Wan 2.1 and 2.2 models are typically limited to around 5 seconds of generation. Some models have inherent capability to go beyond that but they need an external driving signal: WanAnimate, InfiniteTalk. An approach that remains mysterious to the maintainer of this website: ContextOptions.
However there is a separate host of solutions.
We can take an existing video and generate an extension to it.
The simplest form of doing this is to run I2V generation supplying last frame from previous generation as start_frame.
This works but does not preserve continuity of motion - characters start moving at a different speed, in a different direction, etc.
A method which has been practiced for a while is to supply several last frame from previous generation, say 16 as initial frames in VACE embeds. VACE masks need to be setup accordingly - so that these frames are preserved and subsequent frames are generated. Rest of frames need to be supplied as (127, 127, 127) grey frames.
VACE naturally works with T2V models.
One possible workflow from Verole: civitai.com/models/2024299.
As a more recent discovery it appears that a number of frames from previous generation can be supplied as starting frames into the next generation for I2V models as well.
Apparently Wan 2.2 I2V models can accept those frames without any additional LoRa-s or controlnet-like additions. Wan 2.1 I2V models did not have this ability however.
A common problem which accompanies this kind of generation are “flashes”. On those initial frames the 2nd generation would abruptly change overall image brightness, colors or exhibit some sort of a noise pattern. These typically last for a few frames only. Avoiding this kind of issues is an area of ongoing experimentation.
See also: Drozbay’s Study for additional details on how embeds can be preapred and examined.
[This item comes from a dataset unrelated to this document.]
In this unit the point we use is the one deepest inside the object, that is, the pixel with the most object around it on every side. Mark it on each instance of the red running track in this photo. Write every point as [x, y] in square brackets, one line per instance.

Degradation remains an ongoing problem with generating extensions. Degradation takes two forms:
SVI-shot is one way to supply a reference, however a method has not yet been found to use svi-shot and preserve continuity of motion. SVI-film may be a vible way to reduce “burnout” degradation; it would seem that we would need exactly 5 handover frames in this case - probably less than what we would have wanted to preserve continuity of motion - and this doesn’t help with character likeness problems. So right now it seems that we need to choose between countering character likenes problems and countering burnout.
It is believed that degradation might be happing as a result of converting data from pixel to latent space and back via VAE too many times. An idea that often comes up then is to avoid roundtripping and just take last several latents from generation of the previous segment and use them to kick-start generation of the next segment. This will not work however.
This is because the 1st frame in sequence is encoded differently to the rest in WAN latent space. It takes up 4x as much bytes and subsequent frames use it as a point of reference. If we simply chop off the last 4 latents from the previous generation (and this is 16 frames) they will not constitute a correctly encoded sequence of frames in WAN latent encoding.
SVI 2.0 Pro is a promising step in combating degradation in I2V generations. While it does not cure it completely there definitely appears to be less of it.
StoryMem is another similar attempt.
There is an easy way to determine if a model is using clip vision embeds.
Look at the model on Hugging face and see if it contains a layer called img_emb.proj.
For models which do accept clip embeds this may be a viable way to counter both kinds of degradation.
Wan 2.2 models unfortunately don’t seem to be clip vision aware at all, expect Wan Animate which is 2.2 only in name.
One interesting approach which can in theory be used in combination with any extension method is color matching. It has been tested in particular in combination with SVI 2.0 Pro and was able to successfully hide the fact that contrast/lightness had still a little driften after two extensions.
As bnp2704 explained
In its simplest form, a video is just a collection of many images
…so the innocent looking Color Match node from kijai/ComfyUI-KJNodes
which colormatches image to image is actually sapplicable to videos:

Just choose one reference image and Color Match every frame of the generated video to it.